Administration officials argue that property taxes were reduced in recent years on rental property, so less relief for renters is necessary. But renters did not necessarily benefit from those tax reductions;  rents did not necessarily go down. 

Further, it must be noted that when efforts to eliminate tax breaks are proposed for high-income earners or corporations, tax-cutting enthusiasts tend to insist that the proposition is nothing more than a tax increase.

And for the renting households affected, this proposal certainly functions as a tax increase. It means they will effectively pay a higher percentage of their income in taxes, according to analysis done by Jeff Van Wychen of Minnesota 2020.

But let's put this in plainer terms. The “adjustment” imposes a sacrifice on those of us who can least afford it.

Renters who receive the refund for 2008 must earn less than $50,340. Statewide, roughly 29% are seniors or persons with disabilities, but in some rural counties the percentage can be twice that high [Download pdf ]. A 2006 study  by the National Low Income Housing Coalition found the average Minnesota renter made $11 per hour, and a Minnesota Housing Partnership study showed rent in Minnesota increased about 6 percent between 2000 and 2005, while the average income for renters went down by 15 percent.

Given increased foreclosures in Minnesota, it's safe to assume the number of financially stressed renters will go up.

But what about that sales tax cut to help Minnesota families?

Well, it will help some families, just not many of those losing out on the renter's credit.

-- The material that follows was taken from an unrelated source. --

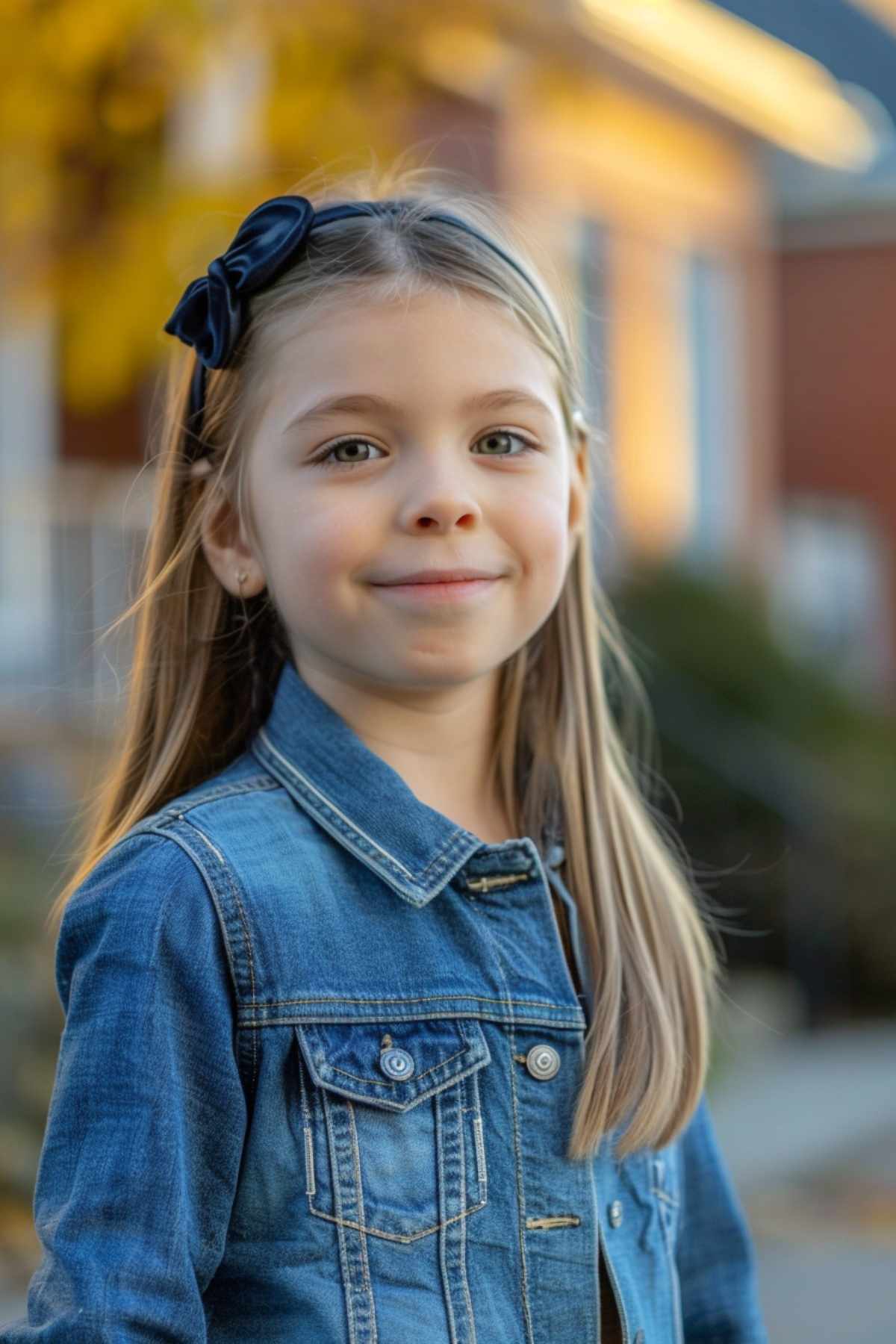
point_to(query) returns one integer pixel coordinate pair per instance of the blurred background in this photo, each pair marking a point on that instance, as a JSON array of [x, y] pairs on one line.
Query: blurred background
[[715, 184]]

As you can see in the table attached, households with modest incomes typically don't spend much of their budget on taxable items. [Cost of living budgets are shown for two Minnesota families based on calculations by the Jobs Now Coalition. The "Clothing" line item includes "other necessities."]

For a family of four making $50,000, most of the sales taxes they pay are levied against businesses and passed on to them in the price of products and services. It's unlikely they'll see any 0.125% business sales tax savings passed on to them through lower prices.

The Governor says his sales tax cut would save taxpayers $77 million during the current budget period. A fair estimate is that it would actually save only about $3 to $4 a year for a family earning $50,000, assuming 5% of their budget is spent on taxable items.

Meanwhile, if the Governor’s proposal passes, the average Minnesota renter will get $119 less in their renters credit — and 11,200 households won’t get any renters’ credit at all.

So much for helping Minnesota families.

— Charlie Quimby

Colamn

Based on data provided by the Jobs Now 2007 Cost of Living in Minnesota Report, an estimation of minimum levels necessary for “liveable income.”